I understand that the NCAA can do that with the money they make on TV contracts etc., but do they have the power to literally take money from a member institutions AD and redistribute it?
It wouldn’t surprise me…but I’m ignorant here.
Comment by Kecalf Bailey — May 8, 2008 @ 10:11 pm
31
I thought this article was a little light on the facts, compared to the usual swindle productions.
The schools that care about academics (Stanford, Rutgers, Duke) are on top…. it looks like the system works.
Are you seriously suggesting that there is a NCAA conspiracy against non-BCS teams?
Comment by Matt — May 8, 2008 @ 10:13 pm
32
Sorry, I keep misreading what you are saying.
I get it now.
Comment by Kecalf Bailey — May 8, 2008 @ 10:13 pm
33
@ Mr. Pelican Pants #21
“Even the police and government has some form of checks and balances”
Where have you been the last seven years? Checks and balances in government are soooo 20th century. Dick Cheney and John Roberts don’t have time for that shit.
Comment by NCT — May 9, 2008 @ 8:01 am
34
This picture really shows why the ancients thought that these instances were showing the moods of the gods. If I didn’t know any better, I would see that and think that I seriously pissed off some deity.
Comment by Charlestownecock — May 9, 2008 @ 8:42 am
35
Pelican Pants,
The whole idea is that colleges shouldn’t be in the business of training future professional athletes, but educating students who just so happen to play sports in order to have their tuition paid *rolls eyes until head starts to hurt* The NCAA puts on this act that leaving school early for the NFL/NBA/MLB is baaaaad…otherwise Congress would yank their not-for-profit status.

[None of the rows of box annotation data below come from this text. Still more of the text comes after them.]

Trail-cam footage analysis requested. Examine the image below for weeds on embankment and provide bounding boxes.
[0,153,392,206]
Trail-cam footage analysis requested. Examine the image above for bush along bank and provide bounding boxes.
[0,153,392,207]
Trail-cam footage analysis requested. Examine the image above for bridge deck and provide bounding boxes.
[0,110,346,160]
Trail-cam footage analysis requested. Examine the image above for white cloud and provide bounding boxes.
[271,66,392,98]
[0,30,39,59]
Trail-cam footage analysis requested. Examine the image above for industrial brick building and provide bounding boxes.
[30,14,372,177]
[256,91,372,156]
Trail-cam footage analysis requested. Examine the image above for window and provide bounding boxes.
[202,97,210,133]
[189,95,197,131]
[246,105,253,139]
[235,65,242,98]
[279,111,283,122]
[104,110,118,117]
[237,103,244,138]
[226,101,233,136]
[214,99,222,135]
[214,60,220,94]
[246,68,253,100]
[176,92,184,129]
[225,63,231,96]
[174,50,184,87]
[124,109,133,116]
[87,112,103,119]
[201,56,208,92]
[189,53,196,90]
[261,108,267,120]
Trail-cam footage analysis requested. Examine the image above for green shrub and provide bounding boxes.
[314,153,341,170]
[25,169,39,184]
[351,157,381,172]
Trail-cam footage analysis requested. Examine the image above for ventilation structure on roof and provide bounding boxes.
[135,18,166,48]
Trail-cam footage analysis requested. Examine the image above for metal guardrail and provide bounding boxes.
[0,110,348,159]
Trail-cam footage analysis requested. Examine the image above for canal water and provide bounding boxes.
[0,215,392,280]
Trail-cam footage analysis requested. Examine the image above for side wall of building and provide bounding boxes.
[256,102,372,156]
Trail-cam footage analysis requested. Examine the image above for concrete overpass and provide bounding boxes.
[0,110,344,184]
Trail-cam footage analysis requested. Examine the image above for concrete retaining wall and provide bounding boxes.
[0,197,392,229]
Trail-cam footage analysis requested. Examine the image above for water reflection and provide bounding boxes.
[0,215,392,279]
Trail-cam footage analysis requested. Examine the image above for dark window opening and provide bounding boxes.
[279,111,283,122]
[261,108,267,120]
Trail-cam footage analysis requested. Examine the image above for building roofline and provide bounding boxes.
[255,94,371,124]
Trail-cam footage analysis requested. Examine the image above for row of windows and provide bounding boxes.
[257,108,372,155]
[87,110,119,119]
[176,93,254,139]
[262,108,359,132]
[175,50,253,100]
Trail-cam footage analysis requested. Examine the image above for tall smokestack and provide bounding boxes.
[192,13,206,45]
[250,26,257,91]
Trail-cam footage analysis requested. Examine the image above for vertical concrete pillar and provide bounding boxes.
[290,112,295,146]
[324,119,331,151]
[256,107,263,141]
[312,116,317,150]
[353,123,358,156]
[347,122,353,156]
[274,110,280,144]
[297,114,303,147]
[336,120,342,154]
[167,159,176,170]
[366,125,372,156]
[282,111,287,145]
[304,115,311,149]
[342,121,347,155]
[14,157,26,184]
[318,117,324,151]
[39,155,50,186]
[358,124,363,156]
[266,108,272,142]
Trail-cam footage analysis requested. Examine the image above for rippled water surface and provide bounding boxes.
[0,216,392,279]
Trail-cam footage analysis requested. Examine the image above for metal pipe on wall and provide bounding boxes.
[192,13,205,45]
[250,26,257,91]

Comment by the croominator — May 9, 2008 @ 10:44 am
36
Some of these so called Div 1A teams do not have the attendence at games, the capital, the fan base, or the tradition to even be in Div 1A. They become “tune up” or homecoming opponents for the “big boys” in the BCS conferences, Always playing on the road for the paycheck. I do see a problem with the NCAA’s enforcement of the APR rules, letting all but a couple of token BCS teams slide while penalizing the small schools, but then I have never known the NCAA to be fair. I agree with #35, except I wouldn’t say that college football on the BCS level is there to train future NFL players, it is there to generate huge sums of money. The NCAA could care less about the athletes.